Et le Pan en a pris pour son grade. « Quand on veut avoir un destin national, il faut avoir du cran, du courage et les hommes. Guillaume Soro n’a ni les hommes, ni le cran, ni le courage pour prétendre avoir un destin national. Les élections (locales) ont démontré la débâcle de ceux qui lui étaient proches. La Côte d’Ivoire a un repère, c’est Alassane Ouattara, c’est Amadou Gon Coulibaly à qui le président Ouattara fait confiance », a affirmé sans sourciller Abel Djohoré qui dit avoir rompu les amarres avec l’ancien chef de la rébellion.
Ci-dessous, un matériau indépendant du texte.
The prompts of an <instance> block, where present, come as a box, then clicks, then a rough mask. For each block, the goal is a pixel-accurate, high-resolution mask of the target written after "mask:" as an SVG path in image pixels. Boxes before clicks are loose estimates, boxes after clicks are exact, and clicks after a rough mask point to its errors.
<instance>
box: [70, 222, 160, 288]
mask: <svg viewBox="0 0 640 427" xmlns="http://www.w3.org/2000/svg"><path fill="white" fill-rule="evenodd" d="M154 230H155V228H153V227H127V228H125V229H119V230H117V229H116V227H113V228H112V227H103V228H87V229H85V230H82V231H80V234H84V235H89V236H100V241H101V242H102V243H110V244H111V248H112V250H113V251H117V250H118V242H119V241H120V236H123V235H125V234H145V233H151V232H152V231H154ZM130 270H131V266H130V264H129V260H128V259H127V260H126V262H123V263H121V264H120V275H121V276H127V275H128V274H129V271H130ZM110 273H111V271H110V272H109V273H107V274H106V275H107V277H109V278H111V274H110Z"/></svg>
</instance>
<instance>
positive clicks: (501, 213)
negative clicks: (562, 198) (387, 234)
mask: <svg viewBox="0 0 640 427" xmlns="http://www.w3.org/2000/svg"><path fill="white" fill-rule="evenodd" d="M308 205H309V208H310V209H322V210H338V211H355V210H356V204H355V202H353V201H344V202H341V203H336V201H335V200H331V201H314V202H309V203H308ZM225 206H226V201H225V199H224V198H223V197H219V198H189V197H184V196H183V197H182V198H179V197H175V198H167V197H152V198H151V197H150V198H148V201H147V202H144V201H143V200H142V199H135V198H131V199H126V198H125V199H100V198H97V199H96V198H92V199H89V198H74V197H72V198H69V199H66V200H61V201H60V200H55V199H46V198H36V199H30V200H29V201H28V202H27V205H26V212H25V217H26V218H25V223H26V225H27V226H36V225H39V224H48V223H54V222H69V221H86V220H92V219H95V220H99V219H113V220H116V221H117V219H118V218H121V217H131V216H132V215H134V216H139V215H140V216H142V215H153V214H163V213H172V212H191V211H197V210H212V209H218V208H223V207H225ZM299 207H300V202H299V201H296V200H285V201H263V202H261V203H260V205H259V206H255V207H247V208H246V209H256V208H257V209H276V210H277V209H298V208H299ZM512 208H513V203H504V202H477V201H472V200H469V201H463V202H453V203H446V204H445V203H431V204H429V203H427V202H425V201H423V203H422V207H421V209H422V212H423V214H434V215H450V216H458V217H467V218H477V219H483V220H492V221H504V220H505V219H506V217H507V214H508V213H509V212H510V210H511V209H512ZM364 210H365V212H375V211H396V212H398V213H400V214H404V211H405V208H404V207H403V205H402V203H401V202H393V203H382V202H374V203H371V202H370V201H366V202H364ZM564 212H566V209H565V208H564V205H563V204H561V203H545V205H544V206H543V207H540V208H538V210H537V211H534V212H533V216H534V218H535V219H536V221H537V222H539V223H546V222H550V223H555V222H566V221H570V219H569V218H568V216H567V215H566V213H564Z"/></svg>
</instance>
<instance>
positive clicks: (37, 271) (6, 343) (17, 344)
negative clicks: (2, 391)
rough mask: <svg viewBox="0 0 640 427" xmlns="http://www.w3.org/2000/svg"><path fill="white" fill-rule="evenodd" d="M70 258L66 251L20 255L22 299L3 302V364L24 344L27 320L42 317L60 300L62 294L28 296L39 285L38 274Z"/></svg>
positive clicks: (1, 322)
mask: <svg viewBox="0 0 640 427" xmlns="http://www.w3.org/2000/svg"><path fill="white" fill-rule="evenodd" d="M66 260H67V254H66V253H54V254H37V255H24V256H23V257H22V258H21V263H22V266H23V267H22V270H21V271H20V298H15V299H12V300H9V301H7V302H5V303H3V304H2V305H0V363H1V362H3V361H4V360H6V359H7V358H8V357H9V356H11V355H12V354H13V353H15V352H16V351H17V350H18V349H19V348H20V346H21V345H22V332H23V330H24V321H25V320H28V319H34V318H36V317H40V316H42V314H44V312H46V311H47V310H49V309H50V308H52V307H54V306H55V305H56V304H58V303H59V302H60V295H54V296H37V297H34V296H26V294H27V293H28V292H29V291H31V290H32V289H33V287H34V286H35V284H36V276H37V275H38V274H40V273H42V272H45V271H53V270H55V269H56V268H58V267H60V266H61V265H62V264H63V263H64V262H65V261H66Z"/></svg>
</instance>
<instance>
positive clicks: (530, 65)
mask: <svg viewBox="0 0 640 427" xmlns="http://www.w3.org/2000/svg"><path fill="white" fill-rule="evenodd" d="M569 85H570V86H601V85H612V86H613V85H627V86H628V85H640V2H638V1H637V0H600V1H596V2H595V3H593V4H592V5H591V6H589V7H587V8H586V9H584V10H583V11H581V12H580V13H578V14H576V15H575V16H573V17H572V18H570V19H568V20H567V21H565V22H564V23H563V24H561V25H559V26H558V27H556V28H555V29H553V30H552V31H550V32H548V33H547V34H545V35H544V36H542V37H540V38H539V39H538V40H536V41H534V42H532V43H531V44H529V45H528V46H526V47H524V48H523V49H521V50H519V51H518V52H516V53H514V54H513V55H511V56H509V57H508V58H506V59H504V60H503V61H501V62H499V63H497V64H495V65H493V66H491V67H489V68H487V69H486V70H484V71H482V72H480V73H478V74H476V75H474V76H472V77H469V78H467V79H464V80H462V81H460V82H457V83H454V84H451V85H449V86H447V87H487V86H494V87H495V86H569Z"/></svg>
Le conférencier analysait en tant que cadre du parti à la case, les résultats globaux des élections locales du 13 octobre 2018. Son parti, le Rhdp (dont fait partie le Rdr) a récolté officiellement 92 mairies et 18 conseils régionaux. Pour M. Djohoré, l’objectif en allant à ce double scrutin, était de remporter le maximum de circonscriptions et il considère que ‘’le Rhdp a brillamment gagné les élections’’. Convaincu de ce que son parti a fait une ‘’grande démonstration de force’’ à ces élections, le conférencier est arrivé à cette déduction, sans ambages : « Nous avons battu le Pdci et ses alliés. Cela augure d’un lendemain nettement meilleur pour 2020. En 2020, il n’y aura pas de débat. Au premier tour, le Rhdp gagnera les élections. Le Rhdp, c’est ce qu’il y a de mieux en Côte d’Ivoire ».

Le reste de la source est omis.